Olivier Travers, in a post titled “Decentralized My Ass,” notes that Kevin Werbach’s $2000 a head conference in Palo Alto about “decentralization” debunks its own premise that “intelligence is moving to the edges, through networked computers, empowered users, shifting partnerships, fluid digital content, distributed work teams, and powerful communications devices.” As Olivier puts it: “I hope the irony doesn’t go unnoticed by those who attended.”

Who toppled the Times?

by henrycopeland
Tuesday, December 10th, 2002

Harvard media analyst Alex Jones, a former New York Times employee, says that the paper’s final decision to publish sports columns contradicting its editorial position confirms journalism’s ability to correct its own mistakes.

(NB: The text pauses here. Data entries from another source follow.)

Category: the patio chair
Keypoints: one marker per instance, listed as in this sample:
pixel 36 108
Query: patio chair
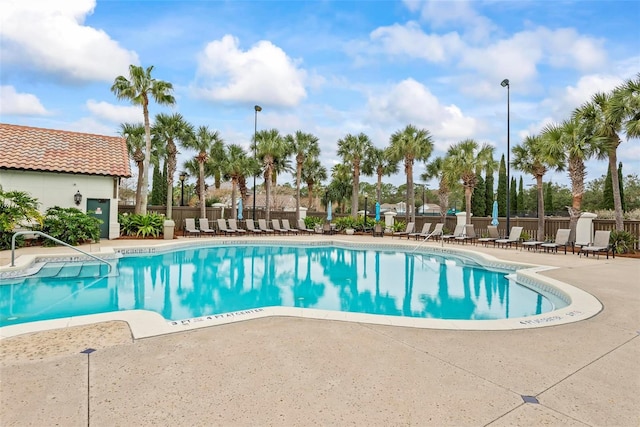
pixel 561 241
pixel 233 225
pixel 303 227
pixel 468 236
pixel 410 227
pixel 286 226
pixel 493 235
pixel 222 227
pixel 424 232
pixel 514 238
pixel 457 232
pixel 190 228
pixel 276 226
pixel 204 227
pixel 600 244
pixel 262 224
pixel 251 227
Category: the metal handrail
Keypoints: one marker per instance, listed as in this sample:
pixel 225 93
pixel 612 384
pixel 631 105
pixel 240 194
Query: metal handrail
pixel 60 242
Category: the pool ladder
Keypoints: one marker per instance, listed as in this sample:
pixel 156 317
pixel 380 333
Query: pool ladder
pixel 60 242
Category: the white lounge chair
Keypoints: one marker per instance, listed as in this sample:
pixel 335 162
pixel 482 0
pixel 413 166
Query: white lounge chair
pixel 514 238
pixel 204 227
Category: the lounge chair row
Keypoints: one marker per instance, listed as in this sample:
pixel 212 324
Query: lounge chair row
pixel 230 227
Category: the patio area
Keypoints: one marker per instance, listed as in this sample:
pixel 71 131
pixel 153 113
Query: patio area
pixel 296 371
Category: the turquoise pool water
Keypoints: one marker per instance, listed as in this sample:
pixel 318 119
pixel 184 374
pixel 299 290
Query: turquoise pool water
pixel 187 283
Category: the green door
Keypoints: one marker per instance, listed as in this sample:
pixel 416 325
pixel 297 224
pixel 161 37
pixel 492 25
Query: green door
pixel 99 208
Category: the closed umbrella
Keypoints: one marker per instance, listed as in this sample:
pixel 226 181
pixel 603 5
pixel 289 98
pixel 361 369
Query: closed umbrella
pixel 494 214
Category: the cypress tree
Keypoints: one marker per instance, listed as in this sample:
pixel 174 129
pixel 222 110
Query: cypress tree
pixel 477 197
pixel 502 188
pixel 488 193
pixel 607 193
pixel 520 196
pixel 624 205
pixel 513 196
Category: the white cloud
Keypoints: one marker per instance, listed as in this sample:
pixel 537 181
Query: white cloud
pixel 48 36
pixel 410 40
pixel 20 103
pixel 411 102
pixel 115 113
pixel 264 72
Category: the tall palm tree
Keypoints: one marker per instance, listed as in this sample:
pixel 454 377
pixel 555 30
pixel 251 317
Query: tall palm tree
pixel 436 169
pixel 312 173
pixel 138 88
pixel 531 157
pixel 270 147
pixel 596 120
pixel 167 130
pixel 202 141
pixel 303 145
pixel 408 145
pixel 134 134
pixel 465 160
pixel 236 167
pixel 571 148
pixel 354 149
pixel 378 161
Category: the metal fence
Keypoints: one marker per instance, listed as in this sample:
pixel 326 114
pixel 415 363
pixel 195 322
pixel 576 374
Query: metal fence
pixel 530 225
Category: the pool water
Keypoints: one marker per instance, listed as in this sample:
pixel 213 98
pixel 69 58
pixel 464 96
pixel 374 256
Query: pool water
pixel 183 284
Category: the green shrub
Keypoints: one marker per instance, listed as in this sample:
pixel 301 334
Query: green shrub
pixel 623 242
pixel 70 225
pixel 151 224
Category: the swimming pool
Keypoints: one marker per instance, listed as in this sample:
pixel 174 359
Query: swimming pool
pixel 191 283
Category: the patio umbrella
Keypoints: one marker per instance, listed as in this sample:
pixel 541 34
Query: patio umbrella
pixel 494 214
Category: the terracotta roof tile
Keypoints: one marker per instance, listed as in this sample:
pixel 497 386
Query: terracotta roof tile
pixel 29 148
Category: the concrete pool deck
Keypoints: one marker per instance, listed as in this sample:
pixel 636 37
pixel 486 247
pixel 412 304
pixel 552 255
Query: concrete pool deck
pixel 295 371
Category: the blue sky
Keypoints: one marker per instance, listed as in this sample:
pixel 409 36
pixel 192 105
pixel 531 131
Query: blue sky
pixel 325 67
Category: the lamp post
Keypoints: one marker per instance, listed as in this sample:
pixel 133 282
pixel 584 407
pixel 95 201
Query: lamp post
pixel 182 177
pixel 256 108
pixel 505 83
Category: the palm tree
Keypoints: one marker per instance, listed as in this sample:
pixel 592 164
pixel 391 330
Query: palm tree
pixel 202 141
pixel 603 127
pixel 137 89
pixel 236 167
pixel 571 148
pixel 312 173
pixel 134 134
pixel 303 145
pixel 436 169
pixel 270 147
pixel 168 129
pixel 410 144
pixel 531 157
pixel 465 160
pixel 354 149
pixel 382 166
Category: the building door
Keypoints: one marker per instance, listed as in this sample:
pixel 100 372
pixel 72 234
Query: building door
pixel 99 208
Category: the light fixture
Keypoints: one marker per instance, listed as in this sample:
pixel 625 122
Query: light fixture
pixel 256 108
pixel 505 83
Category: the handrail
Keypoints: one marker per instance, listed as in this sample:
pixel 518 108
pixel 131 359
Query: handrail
pixel 60 242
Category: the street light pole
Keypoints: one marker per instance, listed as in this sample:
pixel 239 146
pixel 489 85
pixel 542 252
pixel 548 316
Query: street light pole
pixel 505 83
pixel 256 108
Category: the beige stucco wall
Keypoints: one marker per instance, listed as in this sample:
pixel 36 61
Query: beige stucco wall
pixel 58 189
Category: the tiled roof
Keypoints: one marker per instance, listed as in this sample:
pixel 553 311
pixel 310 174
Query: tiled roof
pixel 49 150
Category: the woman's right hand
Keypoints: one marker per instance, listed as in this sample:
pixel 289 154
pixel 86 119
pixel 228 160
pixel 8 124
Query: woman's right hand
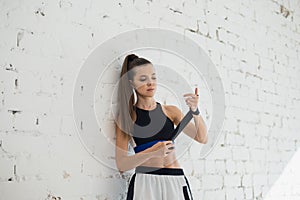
pixel 162 149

Not so fast. Am I the only one to wonder whether the Times could have safely ignored the criticism of employees and press peers had bloggers not kept the story bubbling? Certainly Times managing editor Gerald Boyd’s Stalinist memo defending the column spiking would have gotten far less attention had it not been republished by Jim Romenesko.

I bet the Times could have successfully dismissed the issue as “inside baseball” but for the relentless stoking by bloggers like Andrew Sullivan, Fritz Schranck, Glenn Reynolds, Mickey Kaus and countless others.

If the Times’ about-face is a victory, it’s a victory for the new order, not the old.

Life at the crossroads of culture and commerce

by henrycopeland
Tuesday, December 10th, 2002

Talking about his company’s roots in the perfect store, eBay founder Pierre Omidyar observed that “throughout history… commerce and civilization had always developed alongside each other. The first markets arose at crossroads, where traders came to reach the largest number of potential customers. If sales at the crossroads were good, the merchants stored their wares there permanently. If they were the best in the whole region, traders brought their families and settled there. In time, they put up walls and built an infrastructure, and commerce transformed the lowly crossroads into a city.” In the same way, commerce and culture are entwined. Each evokes the other.